Вскоре по приходе моем к коменданту прибыли туда и мои спутники; Матвей Муравьев, Александр Бестужев (Марлинский), Арбузов и Тютчев. С Муравьевым я был коротко знаком, служа вместе в Семеновском полку (мы были почти неразлучны вовремя походов 12-го, 13-го и 14-го года); прочих я прежде не знал. Бестужев красовался в венгерке. Арбузов и Тютчев были в куртках и шароварах из толстого серого сукна. Арбузов служил лейтенантом в гвардейском экипаже, а Тютчев из Семеновского полка в 21-м-году был переведен в один из полков 8-й дивизии и принадлежал к Обществу Славян. Оба они не имели родственников в Петербурге, и потому, когда их мундиры, были сожжены, их снабдили казенной одеждой. Комендант Сукин объявил нам высочайшее повеление отправить нас в Финляндию и советовал нам во время пути вести себя кротко и во всем повиноваться фельдъегерю. При прощании Бестужев произнес благодарственную речь коменданту за его поведение с нами, на что комендант отвечал очень сухо, сказав, что его благодарить не за что, потому что он во всех случаях относительно нас не более как исполнял только строго свою обязанность.

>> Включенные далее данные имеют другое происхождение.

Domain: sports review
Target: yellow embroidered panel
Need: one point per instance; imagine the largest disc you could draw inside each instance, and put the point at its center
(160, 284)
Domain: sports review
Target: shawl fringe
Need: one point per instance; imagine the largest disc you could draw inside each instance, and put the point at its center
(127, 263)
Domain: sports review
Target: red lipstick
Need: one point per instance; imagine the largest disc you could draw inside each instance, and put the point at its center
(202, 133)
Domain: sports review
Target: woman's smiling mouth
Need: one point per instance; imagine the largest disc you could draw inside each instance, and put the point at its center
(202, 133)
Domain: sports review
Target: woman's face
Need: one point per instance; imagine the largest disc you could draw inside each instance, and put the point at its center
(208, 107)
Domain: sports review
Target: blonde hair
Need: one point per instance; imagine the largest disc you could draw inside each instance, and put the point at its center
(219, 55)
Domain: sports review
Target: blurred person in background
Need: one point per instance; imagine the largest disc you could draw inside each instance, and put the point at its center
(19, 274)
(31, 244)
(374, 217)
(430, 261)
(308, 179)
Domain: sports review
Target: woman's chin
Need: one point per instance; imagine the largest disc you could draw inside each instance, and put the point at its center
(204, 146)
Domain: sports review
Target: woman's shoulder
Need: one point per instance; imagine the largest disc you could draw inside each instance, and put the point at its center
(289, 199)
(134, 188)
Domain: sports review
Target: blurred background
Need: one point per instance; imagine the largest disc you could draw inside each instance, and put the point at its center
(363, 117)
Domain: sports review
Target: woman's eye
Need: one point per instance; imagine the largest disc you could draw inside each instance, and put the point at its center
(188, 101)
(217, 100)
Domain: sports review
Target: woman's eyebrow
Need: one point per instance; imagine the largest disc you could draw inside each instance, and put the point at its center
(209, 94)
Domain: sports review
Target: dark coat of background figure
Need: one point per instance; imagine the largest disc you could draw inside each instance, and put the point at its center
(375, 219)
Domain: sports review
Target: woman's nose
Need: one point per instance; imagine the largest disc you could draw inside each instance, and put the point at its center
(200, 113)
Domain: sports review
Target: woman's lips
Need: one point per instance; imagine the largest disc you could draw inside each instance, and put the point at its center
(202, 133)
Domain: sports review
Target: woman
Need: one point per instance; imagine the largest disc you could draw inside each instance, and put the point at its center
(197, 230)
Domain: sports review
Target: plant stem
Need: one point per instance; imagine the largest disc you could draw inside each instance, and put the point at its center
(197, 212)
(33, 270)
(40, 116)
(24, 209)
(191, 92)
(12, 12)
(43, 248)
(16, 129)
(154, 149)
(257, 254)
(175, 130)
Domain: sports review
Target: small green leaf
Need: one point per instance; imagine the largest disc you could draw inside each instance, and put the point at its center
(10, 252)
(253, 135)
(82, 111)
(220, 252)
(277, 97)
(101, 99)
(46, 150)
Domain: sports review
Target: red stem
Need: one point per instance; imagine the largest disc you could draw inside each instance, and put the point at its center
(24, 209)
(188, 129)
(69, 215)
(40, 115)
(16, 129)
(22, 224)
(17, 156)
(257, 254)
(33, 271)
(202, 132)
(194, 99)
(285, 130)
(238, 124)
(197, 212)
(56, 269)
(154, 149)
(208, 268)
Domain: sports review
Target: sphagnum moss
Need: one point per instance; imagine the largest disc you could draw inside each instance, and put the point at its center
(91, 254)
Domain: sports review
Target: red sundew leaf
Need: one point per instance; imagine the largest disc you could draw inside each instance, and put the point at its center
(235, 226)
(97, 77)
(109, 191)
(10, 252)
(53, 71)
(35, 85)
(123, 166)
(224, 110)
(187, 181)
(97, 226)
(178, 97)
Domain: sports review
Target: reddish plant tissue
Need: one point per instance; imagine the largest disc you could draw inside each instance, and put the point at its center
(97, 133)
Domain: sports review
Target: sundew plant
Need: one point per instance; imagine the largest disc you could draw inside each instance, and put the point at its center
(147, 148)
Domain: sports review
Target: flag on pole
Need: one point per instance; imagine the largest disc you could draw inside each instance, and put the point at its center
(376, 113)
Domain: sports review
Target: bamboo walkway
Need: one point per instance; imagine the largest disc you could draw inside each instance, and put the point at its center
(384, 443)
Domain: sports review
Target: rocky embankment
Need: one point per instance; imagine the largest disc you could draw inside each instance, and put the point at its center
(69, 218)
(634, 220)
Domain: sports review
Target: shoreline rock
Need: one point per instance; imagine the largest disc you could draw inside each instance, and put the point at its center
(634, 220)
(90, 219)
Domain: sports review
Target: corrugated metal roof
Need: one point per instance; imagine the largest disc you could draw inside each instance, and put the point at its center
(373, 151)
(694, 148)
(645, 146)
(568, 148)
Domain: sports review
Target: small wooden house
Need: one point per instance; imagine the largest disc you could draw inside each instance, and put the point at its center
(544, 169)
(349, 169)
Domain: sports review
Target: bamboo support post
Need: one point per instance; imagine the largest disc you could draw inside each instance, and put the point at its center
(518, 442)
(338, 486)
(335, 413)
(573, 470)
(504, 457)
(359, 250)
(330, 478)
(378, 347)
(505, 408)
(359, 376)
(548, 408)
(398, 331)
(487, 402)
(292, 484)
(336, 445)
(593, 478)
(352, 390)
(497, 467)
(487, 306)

Когда мы вышли от коменданта, у подъезда стояли уже наши повозки и жандармы. По освещенным улицам Петербурга мы еще ехали довольно скоро; но, проехав заставу, подвигались очень медленно. В это время около Петербурга горели леса, и днем солнце виднелось сквозь дым, покрывавший город и его окрестности, как обгорелая головня; ночью же ни зги не было видно и наши ямщики беспрестанно сбивались с дороги, часто они шли пешком и вели лошадей за поводья. До Парголова мы ехали часа три.